The pleasure of writing for kids is the discipline. You can whack out a Play for Today or whatever which starts in the middle, continues in the middle and ends in the middle, and leaves the audience brow wrinkled and shouting for less. Not so with kids.
When I was carving out the Jackanory stories about the Geranium and his lovely wife The Lobelia, I was on holiday in the Dordogne and surrounded by children. It was a sobering exercise to read the results of the Midnight Oil to them on a morning. The air was thick with questions, and if I couldn’t answer them, forget it. Sobering, but rewarding.
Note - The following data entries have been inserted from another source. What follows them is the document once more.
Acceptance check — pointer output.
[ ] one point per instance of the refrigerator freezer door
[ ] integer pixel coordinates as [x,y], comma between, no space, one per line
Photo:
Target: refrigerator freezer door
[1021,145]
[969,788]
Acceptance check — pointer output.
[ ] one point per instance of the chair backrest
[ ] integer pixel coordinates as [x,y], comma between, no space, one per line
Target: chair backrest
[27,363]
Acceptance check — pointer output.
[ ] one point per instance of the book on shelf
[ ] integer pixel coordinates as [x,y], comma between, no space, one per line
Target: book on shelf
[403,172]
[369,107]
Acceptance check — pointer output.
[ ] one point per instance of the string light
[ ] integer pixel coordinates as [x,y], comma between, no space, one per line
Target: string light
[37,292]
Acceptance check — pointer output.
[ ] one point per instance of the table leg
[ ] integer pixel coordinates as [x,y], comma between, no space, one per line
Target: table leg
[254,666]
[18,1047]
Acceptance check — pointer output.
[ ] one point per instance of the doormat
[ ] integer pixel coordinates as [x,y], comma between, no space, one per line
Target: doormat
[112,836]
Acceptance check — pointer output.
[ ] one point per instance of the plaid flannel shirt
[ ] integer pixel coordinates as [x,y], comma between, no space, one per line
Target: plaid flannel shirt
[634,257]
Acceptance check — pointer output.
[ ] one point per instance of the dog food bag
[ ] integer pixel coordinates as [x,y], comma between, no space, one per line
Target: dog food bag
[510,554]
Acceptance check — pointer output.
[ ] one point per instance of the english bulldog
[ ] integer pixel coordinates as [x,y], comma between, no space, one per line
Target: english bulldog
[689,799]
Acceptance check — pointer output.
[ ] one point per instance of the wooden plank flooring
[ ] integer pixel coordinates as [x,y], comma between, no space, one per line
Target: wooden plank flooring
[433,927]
I got Toby to read the proofs of The Incredible Cottage books and blue-pencil where Father had shattered Plot or Logic. (He also did all the black-and-white illustrations in the style of the young hero, Waldo – I believe in Jobs for Youth.)
I’m certain I could never do anything for kids be it a book, a stage or a telly without seeking their opinion first and weathering the backlash, the abuse and the probing queries. In that regard I’ve been lucky, not only with a scrupulously honest son and friends but also that over the years I’ve done a deal of Christmas Shows at the Mermaid Theatre in London. You get to know your audience there. I certainly learnt one lesson: it is best to aim for all the family. If the kids see parents getting restive, you lose them and conversely if you aim solely at Mum and Dad, the kids are out with their potato crisps and noisily rustling their copies of the Financial Times.
`Children of All Ages’ is a happy cliche. There has to be something for everyone. There’s nothing so depressing as reading a bed-time story to a small child and going to sleep before he does.
I like to think there’s something for everyone in The Incredible Cottage series. The books are basically for amusement only, but I’ve tried to inject one fascinating fact or gobbet into each, whether it be that Buffalo Bill was one of the first to climb the Eiffel Tower or simply that the interior of the Great Pyramid is deeply dull. Above all, I have sweated over Plot and Logic.
I once wrote a line into an adaptation of Gulliver’s Travels I did for the Mermaid which I think extremely wise. `There’s very little to be said in my book for anything that can’t be explained to children.’ Try Monetarism on them for instance and see how far you get.
The Incredible Cottage stories are Willie Rushton’s latest books for children. Hundreds of years ago the first inhabitant of the cottage, Noragunge, a Nice Witch, decided that travelling by broom was too uncomfortable. So she cast a spell and thereafter travelled by cottage. When young Waldo Trumpet and his parents move in and he discovers the secret of instant travel the stage is set for (so far) four amusing adventures.
The Story of the Incredible Cottage,
0 86185 324 5
Ancient George Gets His Wish,
0 86185 325 3
The Incredible Cottage Goes to the Moon,
0 86185 326 1
Waldo Meets the Witch,
0 86185 327 X
published by Golden Acorn Publishing at 65p each.
Earlier this year Willie Rushton’s talents as an illustrator were demonstrated in The Stupid Tiger and Other Tales (Deutsch, 0 233 97256 0, £3.95), a collection of Indian stories translated from the Bengali by William Radice. The black-and-white drawings are witty in just the right way to catch the flavour of these wise and funny stories. And there are at least two elephants.